I have no idea what that is (so no)

frank sail May 5, 2023, 10:14 PM

#

it's necessary to make your program correct

wicked notch May 5, 2023, 10:14 PM

#

Interesting, I'll read up on that

frank sail May 5, 2023, 10:14 PM

#

it ensures incoherent reads and writes (SSBO and image stores from shaders) are visible/completed to future operations

#

so if you write some indirect commands in a shader, then do glMultiDrawElementsIndirect, you need glMemoryBarrier(GL_COMMAND_BARRIER_BIT); between them

#

otherwise the driver cannot see that the MDI command depends on the dispatch and issue the corresponding synchronization and cache flush/invalidation

wicked notch May 5, 2023, 10:18 PM

#

I see

#

So just like CPUs atomics then

#

I assume "visible" and "available" mean the same thing (I mean, not that visible == available, just that visible/available on the CPU are the same on the GPU)?

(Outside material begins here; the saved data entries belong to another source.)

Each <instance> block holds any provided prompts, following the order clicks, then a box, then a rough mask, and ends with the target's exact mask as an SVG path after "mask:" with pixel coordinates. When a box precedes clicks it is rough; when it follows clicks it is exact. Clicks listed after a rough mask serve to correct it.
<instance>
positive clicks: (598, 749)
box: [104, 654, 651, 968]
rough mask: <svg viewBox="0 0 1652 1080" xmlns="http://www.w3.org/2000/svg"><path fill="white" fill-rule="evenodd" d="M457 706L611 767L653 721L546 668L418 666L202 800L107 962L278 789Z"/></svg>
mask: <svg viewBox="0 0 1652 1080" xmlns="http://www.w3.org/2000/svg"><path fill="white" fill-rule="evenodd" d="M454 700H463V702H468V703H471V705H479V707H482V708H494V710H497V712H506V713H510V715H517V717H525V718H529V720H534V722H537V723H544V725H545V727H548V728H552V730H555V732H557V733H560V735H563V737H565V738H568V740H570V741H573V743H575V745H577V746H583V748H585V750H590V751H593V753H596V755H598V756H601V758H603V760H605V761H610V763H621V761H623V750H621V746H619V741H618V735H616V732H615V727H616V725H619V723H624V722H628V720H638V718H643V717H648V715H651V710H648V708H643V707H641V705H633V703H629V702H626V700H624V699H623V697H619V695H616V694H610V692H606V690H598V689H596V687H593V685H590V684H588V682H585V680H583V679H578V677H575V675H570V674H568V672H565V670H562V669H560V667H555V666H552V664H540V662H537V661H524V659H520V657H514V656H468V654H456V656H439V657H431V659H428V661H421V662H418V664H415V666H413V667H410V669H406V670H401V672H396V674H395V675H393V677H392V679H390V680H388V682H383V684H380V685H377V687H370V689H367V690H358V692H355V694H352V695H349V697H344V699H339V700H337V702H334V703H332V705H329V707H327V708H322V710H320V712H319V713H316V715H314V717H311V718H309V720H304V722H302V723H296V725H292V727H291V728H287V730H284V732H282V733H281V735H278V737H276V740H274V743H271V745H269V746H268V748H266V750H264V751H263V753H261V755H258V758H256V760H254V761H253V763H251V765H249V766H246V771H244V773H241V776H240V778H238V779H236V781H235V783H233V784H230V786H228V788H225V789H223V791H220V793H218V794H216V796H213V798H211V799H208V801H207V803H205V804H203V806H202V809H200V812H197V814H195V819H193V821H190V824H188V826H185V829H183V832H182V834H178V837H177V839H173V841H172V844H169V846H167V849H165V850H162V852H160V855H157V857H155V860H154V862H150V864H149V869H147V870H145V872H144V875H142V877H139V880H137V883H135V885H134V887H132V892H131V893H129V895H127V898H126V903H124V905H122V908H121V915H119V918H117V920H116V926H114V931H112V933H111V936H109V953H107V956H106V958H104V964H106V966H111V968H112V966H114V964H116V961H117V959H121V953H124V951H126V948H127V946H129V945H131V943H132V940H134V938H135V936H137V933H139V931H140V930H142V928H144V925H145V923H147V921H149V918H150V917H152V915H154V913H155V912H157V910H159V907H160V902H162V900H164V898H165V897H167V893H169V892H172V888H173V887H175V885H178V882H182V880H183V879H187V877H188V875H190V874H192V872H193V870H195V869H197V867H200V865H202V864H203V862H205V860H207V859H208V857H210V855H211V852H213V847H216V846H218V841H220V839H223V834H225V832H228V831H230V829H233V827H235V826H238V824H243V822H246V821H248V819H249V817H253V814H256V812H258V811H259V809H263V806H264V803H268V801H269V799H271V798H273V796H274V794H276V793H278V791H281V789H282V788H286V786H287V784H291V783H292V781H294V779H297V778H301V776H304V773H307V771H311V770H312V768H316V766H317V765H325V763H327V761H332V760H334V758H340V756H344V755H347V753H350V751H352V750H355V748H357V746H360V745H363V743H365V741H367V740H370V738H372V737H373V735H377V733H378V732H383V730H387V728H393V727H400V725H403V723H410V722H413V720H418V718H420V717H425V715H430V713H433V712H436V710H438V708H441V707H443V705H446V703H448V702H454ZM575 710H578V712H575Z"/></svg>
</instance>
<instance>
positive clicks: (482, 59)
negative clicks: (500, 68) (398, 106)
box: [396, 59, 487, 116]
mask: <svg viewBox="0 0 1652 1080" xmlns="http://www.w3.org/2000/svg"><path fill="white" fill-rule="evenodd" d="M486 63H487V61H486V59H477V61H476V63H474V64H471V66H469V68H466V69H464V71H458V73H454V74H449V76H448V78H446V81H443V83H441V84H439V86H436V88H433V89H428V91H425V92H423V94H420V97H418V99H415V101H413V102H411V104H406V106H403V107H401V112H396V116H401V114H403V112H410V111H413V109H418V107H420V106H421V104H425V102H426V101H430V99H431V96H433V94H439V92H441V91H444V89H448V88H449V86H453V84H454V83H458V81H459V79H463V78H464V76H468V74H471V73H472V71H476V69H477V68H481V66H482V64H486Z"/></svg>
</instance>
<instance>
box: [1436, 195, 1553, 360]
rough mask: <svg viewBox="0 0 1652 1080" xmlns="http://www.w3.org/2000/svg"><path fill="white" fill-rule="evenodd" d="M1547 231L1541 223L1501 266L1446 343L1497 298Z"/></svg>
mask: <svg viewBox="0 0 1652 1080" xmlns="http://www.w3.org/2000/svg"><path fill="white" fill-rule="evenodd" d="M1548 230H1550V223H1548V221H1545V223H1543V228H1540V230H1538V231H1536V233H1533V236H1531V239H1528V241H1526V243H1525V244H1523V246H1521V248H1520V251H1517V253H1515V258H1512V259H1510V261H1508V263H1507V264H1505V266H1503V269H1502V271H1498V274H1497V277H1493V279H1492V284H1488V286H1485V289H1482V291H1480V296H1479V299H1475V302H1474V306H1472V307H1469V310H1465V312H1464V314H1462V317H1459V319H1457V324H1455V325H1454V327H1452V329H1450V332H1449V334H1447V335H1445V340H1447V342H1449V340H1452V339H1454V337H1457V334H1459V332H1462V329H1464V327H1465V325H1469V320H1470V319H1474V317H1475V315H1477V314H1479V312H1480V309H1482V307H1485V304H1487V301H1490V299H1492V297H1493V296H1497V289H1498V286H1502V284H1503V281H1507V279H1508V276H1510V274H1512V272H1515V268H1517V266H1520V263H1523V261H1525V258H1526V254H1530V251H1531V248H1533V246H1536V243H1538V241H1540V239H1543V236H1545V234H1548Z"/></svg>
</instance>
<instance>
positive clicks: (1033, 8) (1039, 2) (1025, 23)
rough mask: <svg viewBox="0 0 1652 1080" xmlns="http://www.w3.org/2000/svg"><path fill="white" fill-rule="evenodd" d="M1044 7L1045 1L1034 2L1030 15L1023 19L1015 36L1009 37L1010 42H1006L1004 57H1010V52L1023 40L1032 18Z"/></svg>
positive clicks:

frank sail May 5, 2023, 10:19 PM

#

glMakeVisible and glMakeAvailable bleakekw

#

(jk those don't exist)

wicked notch May 5, 2023, 10:19 PM

#

It's basically a cache flush

frank sail May 5, 2023, 10:19 PM

#

there is just one concept of memory visibility in opengl

#

btw, DX11 doesn't have this, so the driver has to issue conservative barriers between every pass that does incoherent writes

#

which means you can't mess up sync, but you also cannot get maximum perf

#

anyways, flickering like what you have is typically a symptom of a synchronization issue

#

you can check it by inserting glFinish or glMemoryBarrier(GL_ALL_BARRIER_BITS) after every draw/dispatch that does SSBO/image writes

wicked notch May 5, 2023, 10:24 PM

#

Very interesting

#

Why does cache become incoherent on the GPU itself though?

#

Like, the GPU is feeding itself data, how does it fail to maintain coherency?

#

Oh it's probably because each GPU SM has its own cache and any workgroup writing data is not guaranteed to be the same reading it?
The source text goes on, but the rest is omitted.